Communist Party of Northern Ireland facts for kids
Quick facts for kids
The Communist Party of Northern Ireland was a small communist party operating in Northern Ireland. The party merged with the Irish Workers' Party in 1970 to form the reunited Communist Party of Ireland.
The originated in the 1941 split in the Communist Party of Ireland (CPI), which also produced the Irish Workers' League (IWL) in the Republic of Ireland. The split was due to the difficulties of operating in the Republic, and the unpopularity of the argument that Ireland should enter World War II in the Republic, as opposed to its popularity in the north.
In July 1941 the Communist Party of Ireland National Executive suspended independent activities and its membership were encouraged to undertake entrism and join the Irish Labour Party, and trade union movement, the Irish Labour Party was not organised in the North of Ireland and in October the Communist Party of Northern Ireland published its manifesto.
The CPNI held its first conference in October 1942, in Belfast, with many former members of the CPI from the Republic attending. By 1943, it had grown to 35 branches, although it was not able to operate openly in more strongly Catholic areas. Indeed, while the party in Belfast had a mostly Catholic membership in the 1930s, following the split, it became mostly Protestant.
Growth and decline
The CPNI stood their own candidates in the 1945 Northern Ireland general election. While they did not come close to winning any seats, they polled a respectable 12,000 votes for their three candidates (Betty Sinclair, William McCullough and Sid Maitland), who retained their deposits.

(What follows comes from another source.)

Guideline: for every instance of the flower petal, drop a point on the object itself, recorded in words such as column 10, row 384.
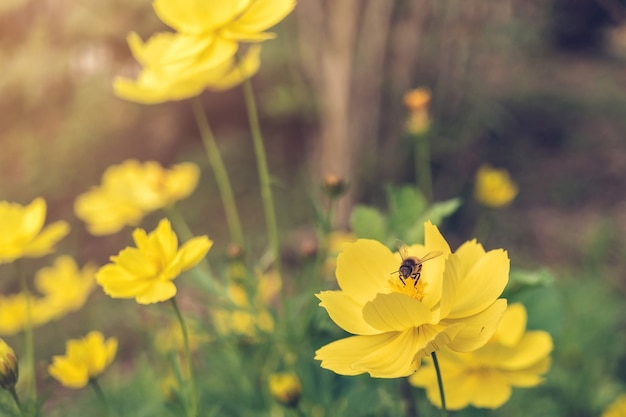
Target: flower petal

The CPNI was unable to use any momentum from their election result and declined in the following decades. It stopped publishing its newsletter, Unity, in 1947, membership fell from 1,000 in 1945 to 172 in 1949, and at the 1949 Northern Ireland general election it ran only McCullough, who took just 623 votes. Nonetheless it became prominent in the trade unions, with Sinclair becoming full-time secretary of the Belfast Trades Council.
The party continued to intervene in elections, supporting Jack Beattie's Irish Labour Party candidacy at the Belfast West by-election, 1951, and standing Jimmy Graham and Eddie Menzies unsuccessfully in that year's local elections in Belfast. A Joint Council was established to co-ordinate the activities of the CPNI and the IWL, although disputes between the two sometimes arose, particularly over the priority given to opposing the partition of Ireland.
Civil rights movement and merger
By the early 1960s, the CPNI was promoting the Northern Ireland Labour Party, then from 1965 tried to establish a civil rights movement with leading trade unionists and Irish republicans. It hoped to politicise the IRA; its highpoint was the civil rights association (NICRA) of the late 1960s in which Sinclair was prominent, although she was openly critical of the lack of engagement from colleagues such as Andy Barr and James Stewart. It ultimately became the junior partner in a merger with the Irish Workers' Party, which was once again acting as an independent organisation, which in 1970 became the Communist Party of Ireland.
The CPNI published following its creation in 1941 the newspaper The Red Hand. Its on-and-off weekly newspaper Unity, following the merger in 1970, became the weekly publication of the Belfast District of the Communist Party of Ireland.